The Bangla Mirror (বাংলা দর্পন) is a British English-language weekly newspaper marketed to British Bangladeshis. It is owned by the Bangla Mirror Group.

==Content==
The Bangla Mirror was launched in October 2002. It is based in London and is published every Friday for £0.50 (or for an annual subscription of £35). Its aim is to link members of the British Bangladeshi community to the heritage of their ancestors in Bangladesh. It owned by the Bangla Mirror Group.

The newspaper combines hometown weekly qualities (such as human interest stories, anniversaries, birthdays) with popular major newspapers or magazines features (such as book, movie, television, restaurant, music, stage, politics, health issues, sports, travel, fashion, art, classifieds, memoriam, obituaries).
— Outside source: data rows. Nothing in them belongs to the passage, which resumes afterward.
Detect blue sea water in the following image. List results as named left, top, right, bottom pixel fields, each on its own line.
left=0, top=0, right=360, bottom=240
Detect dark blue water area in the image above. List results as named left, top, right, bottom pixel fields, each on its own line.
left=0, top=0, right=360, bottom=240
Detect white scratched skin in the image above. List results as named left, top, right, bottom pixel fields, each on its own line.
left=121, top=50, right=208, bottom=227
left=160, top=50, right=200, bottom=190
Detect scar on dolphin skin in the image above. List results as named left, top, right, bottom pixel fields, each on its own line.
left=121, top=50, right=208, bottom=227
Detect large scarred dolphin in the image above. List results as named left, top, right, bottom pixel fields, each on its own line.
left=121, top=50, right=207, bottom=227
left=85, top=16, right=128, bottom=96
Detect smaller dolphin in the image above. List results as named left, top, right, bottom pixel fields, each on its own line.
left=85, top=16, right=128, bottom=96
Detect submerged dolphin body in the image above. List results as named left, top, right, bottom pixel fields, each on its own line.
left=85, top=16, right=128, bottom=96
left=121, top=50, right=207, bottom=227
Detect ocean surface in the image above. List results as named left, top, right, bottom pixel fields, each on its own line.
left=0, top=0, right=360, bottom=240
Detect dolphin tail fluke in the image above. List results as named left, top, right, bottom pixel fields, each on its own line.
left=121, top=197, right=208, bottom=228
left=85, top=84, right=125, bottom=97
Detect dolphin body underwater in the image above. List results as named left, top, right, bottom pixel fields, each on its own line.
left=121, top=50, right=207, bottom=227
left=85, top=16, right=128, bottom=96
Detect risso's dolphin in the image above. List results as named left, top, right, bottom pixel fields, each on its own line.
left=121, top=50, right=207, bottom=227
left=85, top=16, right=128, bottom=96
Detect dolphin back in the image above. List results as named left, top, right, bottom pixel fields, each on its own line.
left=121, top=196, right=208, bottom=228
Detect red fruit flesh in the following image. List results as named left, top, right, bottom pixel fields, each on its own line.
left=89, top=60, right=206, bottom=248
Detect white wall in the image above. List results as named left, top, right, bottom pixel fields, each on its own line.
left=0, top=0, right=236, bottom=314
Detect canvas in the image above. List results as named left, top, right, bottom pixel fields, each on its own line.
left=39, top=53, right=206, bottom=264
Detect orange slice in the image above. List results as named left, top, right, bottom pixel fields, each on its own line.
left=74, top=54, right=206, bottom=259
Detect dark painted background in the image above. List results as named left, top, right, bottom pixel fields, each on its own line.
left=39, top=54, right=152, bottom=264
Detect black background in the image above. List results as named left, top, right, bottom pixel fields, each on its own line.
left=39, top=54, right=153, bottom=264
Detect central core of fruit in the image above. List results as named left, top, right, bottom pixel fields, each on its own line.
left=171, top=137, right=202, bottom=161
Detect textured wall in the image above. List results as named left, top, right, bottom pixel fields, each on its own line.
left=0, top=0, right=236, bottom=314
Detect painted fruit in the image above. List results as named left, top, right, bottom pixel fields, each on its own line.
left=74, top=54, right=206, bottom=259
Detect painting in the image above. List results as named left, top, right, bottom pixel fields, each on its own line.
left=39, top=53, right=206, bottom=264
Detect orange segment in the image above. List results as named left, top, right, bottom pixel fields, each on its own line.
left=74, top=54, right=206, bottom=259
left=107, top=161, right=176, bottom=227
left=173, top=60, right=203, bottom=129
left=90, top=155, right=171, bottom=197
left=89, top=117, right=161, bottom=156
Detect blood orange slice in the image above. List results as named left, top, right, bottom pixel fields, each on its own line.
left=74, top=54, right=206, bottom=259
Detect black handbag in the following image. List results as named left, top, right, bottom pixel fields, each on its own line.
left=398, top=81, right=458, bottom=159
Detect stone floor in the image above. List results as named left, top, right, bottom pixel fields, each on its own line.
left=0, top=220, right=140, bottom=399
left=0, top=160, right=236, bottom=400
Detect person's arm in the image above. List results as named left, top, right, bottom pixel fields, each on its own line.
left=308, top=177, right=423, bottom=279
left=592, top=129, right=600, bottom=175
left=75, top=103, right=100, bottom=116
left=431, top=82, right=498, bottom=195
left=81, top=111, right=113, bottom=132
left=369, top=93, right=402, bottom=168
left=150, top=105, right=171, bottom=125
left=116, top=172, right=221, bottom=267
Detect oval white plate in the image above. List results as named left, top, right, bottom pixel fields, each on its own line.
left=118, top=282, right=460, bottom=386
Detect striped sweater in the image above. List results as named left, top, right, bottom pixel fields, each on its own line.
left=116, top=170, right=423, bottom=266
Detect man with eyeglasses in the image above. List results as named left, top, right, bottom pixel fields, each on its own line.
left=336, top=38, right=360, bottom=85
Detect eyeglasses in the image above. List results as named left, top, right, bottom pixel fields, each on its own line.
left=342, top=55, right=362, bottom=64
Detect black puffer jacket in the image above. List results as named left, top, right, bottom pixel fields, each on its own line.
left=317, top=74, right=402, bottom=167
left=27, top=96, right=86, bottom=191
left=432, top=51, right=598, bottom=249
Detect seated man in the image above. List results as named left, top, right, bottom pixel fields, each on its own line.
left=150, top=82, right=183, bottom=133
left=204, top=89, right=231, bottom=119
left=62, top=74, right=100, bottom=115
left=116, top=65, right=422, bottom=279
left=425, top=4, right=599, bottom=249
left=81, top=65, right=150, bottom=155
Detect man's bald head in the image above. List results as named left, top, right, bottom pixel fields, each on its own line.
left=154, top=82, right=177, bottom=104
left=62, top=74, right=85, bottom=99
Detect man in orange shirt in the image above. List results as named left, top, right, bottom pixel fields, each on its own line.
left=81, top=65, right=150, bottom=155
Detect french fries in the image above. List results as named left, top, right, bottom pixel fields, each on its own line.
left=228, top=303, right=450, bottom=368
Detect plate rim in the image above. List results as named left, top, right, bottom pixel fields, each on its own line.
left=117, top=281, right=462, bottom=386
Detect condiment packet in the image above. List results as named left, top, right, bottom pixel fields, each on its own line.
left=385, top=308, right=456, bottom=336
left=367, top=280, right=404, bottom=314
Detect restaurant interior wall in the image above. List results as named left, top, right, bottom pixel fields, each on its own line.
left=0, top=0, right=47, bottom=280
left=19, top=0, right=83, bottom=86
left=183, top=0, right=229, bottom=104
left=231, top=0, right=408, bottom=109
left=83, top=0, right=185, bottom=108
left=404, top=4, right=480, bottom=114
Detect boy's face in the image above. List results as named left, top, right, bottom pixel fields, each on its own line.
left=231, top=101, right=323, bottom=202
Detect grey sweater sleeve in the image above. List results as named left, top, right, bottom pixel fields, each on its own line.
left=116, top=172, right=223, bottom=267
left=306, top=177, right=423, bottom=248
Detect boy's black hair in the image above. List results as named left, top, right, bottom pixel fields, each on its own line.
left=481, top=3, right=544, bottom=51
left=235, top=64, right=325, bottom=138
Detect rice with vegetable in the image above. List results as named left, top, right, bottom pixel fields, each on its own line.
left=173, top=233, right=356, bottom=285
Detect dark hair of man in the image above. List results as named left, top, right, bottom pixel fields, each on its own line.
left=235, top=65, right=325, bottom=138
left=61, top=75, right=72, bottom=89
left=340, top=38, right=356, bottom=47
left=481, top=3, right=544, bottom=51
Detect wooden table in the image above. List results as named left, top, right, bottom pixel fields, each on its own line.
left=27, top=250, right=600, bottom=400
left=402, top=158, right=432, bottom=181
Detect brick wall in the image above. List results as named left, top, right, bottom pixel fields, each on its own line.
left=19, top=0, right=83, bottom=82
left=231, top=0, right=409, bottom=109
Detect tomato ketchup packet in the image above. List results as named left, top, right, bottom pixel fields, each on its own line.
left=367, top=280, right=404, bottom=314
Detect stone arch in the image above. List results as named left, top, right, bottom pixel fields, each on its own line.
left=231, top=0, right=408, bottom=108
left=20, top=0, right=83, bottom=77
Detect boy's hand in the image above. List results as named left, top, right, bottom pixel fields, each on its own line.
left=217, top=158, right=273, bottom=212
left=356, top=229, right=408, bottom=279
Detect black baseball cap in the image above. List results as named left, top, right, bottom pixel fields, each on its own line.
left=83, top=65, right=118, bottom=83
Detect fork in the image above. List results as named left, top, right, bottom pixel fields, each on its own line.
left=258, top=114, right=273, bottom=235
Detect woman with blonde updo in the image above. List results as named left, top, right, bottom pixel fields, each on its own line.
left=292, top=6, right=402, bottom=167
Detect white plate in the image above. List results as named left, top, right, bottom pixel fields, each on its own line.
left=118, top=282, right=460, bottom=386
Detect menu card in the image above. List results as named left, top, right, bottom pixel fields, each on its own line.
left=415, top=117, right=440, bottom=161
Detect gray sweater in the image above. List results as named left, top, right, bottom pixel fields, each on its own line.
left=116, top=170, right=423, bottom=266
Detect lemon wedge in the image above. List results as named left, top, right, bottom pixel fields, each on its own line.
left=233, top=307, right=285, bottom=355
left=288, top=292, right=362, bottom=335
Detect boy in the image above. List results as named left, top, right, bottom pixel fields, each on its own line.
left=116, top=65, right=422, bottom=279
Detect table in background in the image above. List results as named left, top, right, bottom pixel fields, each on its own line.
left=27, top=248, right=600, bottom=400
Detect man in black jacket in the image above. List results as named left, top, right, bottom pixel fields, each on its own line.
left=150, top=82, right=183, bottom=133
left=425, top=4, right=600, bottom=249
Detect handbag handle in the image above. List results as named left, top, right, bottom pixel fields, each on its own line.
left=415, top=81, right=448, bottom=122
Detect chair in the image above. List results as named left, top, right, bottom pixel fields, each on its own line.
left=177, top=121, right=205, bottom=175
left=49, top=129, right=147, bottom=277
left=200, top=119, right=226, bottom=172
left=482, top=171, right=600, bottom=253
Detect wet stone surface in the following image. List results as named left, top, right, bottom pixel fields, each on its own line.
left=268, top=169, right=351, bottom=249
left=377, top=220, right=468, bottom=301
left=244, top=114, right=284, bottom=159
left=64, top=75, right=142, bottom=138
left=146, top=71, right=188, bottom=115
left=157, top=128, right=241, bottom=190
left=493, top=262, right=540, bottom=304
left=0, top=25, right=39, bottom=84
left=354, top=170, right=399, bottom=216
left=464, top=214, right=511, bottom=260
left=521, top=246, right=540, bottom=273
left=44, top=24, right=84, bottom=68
The newspaper focuses on current events and happenings of interest to the British Bangladeshi community. Including articles on Bangladeshi and British Bangladeshi entertainers, politicians, social organizations, service groups as well as features on Bangladeshi history, articles on Bangladeshi roots, old stories featuring prominent British Bangladeshis, and also community-based celebrations.

The newspaper is read in the United Kingdom, Bangladesh, the United States of America, Sri Lanka, Norway and Iceland. The newspaper is read at the Bangladeshi High Commission in London and by civil service departments in Bangladesh itself.